De l'indignation

Dans nos sociétés saturées de paroles, de réactions immédiates et visibles, l’indignation est souvent confondue avec...

2026

1/25/20262 min read

Dans nos sociétés saturées de paroles, de réactions immédiates et visibles, l’indignation est souvent confondue avec la colère. On l’imagine bruyante, excessive, incontrôlable. Pourtant, elle est tout autre chose. Elle ressemble davantage à une tension retenue, à un refus calme mais irrévocable. Elle se manifeste lorsque quelque chose, en nous, se tend. Lorsque notre corps comprend, avant même que les mots ne viennent, qu’un seuil a été franchi. Ce n’est pas encore la colère qui éclate. C’est celle qui s’installe.

L’indignation apparaît lorsqu’une situation heurte profondément notre sens de ce qui est juste. Elle ne surgit pas par impulsion, mais par reconnaissance. Quelque chose ne passe plus. Quelque chose ne peut plus être accepté tel quel.

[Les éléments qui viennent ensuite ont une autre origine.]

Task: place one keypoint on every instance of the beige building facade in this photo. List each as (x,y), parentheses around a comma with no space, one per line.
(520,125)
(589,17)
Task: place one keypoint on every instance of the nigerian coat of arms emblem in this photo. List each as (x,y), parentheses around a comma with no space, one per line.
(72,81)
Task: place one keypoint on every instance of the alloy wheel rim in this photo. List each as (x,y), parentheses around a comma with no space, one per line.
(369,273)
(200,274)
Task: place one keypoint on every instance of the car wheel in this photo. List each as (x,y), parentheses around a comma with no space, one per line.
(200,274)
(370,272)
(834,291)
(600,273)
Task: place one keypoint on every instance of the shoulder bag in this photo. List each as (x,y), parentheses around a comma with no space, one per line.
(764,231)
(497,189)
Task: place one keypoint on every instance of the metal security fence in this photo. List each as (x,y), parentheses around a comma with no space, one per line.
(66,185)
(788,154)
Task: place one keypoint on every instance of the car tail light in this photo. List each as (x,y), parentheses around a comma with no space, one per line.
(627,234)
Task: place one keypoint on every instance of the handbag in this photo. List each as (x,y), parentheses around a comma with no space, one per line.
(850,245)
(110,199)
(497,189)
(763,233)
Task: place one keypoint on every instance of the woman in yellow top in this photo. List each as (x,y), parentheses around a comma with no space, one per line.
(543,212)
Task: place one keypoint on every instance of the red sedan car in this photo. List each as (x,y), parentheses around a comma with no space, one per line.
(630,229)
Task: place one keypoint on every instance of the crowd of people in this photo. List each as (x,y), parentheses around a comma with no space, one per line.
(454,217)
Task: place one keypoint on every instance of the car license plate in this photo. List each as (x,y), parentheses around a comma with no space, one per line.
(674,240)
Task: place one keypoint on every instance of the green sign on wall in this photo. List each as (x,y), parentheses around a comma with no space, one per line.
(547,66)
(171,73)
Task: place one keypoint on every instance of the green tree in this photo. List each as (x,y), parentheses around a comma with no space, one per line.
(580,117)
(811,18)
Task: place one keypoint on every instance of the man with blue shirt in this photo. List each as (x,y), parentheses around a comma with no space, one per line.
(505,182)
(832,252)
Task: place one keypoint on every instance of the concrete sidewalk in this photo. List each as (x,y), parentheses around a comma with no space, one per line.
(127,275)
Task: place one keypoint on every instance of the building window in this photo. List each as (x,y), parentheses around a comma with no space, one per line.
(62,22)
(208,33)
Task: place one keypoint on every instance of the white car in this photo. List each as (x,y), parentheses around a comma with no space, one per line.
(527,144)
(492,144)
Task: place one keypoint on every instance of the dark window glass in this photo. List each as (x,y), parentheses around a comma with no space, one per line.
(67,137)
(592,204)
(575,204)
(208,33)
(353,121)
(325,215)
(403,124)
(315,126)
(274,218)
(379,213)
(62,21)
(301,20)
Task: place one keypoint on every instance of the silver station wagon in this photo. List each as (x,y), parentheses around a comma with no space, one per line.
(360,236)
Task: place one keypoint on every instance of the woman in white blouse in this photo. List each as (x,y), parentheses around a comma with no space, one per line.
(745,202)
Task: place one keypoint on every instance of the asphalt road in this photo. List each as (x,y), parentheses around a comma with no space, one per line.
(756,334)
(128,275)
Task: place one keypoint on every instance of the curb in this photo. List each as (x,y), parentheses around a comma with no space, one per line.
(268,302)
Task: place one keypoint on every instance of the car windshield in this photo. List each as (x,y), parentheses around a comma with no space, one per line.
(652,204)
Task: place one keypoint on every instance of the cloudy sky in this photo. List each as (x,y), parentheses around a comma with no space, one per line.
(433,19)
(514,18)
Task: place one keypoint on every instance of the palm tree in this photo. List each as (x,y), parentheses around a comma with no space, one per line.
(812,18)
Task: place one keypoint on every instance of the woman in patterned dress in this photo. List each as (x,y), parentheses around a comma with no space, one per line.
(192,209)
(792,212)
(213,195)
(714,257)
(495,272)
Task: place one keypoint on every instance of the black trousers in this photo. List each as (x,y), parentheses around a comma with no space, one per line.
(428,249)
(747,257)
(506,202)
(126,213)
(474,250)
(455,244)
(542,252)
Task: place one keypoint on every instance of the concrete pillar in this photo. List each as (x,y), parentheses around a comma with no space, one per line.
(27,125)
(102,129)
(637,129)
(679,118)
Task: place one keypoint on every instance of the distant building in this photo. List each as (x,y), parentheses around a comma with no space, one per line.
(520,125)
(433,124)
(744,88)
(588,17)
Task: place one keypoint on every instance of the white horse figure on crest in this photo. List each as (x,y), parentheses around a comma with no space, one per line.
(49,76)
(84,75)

On la rencontre dans des prises de position mesurées mais fermes, dans des gestes de désobéissance tranquille, dans des solidarités qui se mettent en place sans bruit. Elle apparaît aussi dans les communautés qui refusent l’humiliation, même lorsqu’elle devient banale. Elle est présente là où l’on protège les plus exposés sans chercher à désigner un ennemi, là où l’on agit sans se laisser entraîner par la logique de l’affrontement.

L’indignation est souvent silencieuse. Elle se tient dans ce moment précis où l’on choisit de ne pas détourner le regard, de ne pas s’habituer, de ne pas appeler normal ce qui blesse. Elle n’est pas un débordement. Elle est une décision intérieure.

Elle peut prendre la forme d’un arrêt, d’un pas de côté, d’un mot dit avec précision, ou d’un refus tranquille de participer à ce qui abîme. Ce sont des gestes simples, parfois invisibles, mais qui marquent une limite.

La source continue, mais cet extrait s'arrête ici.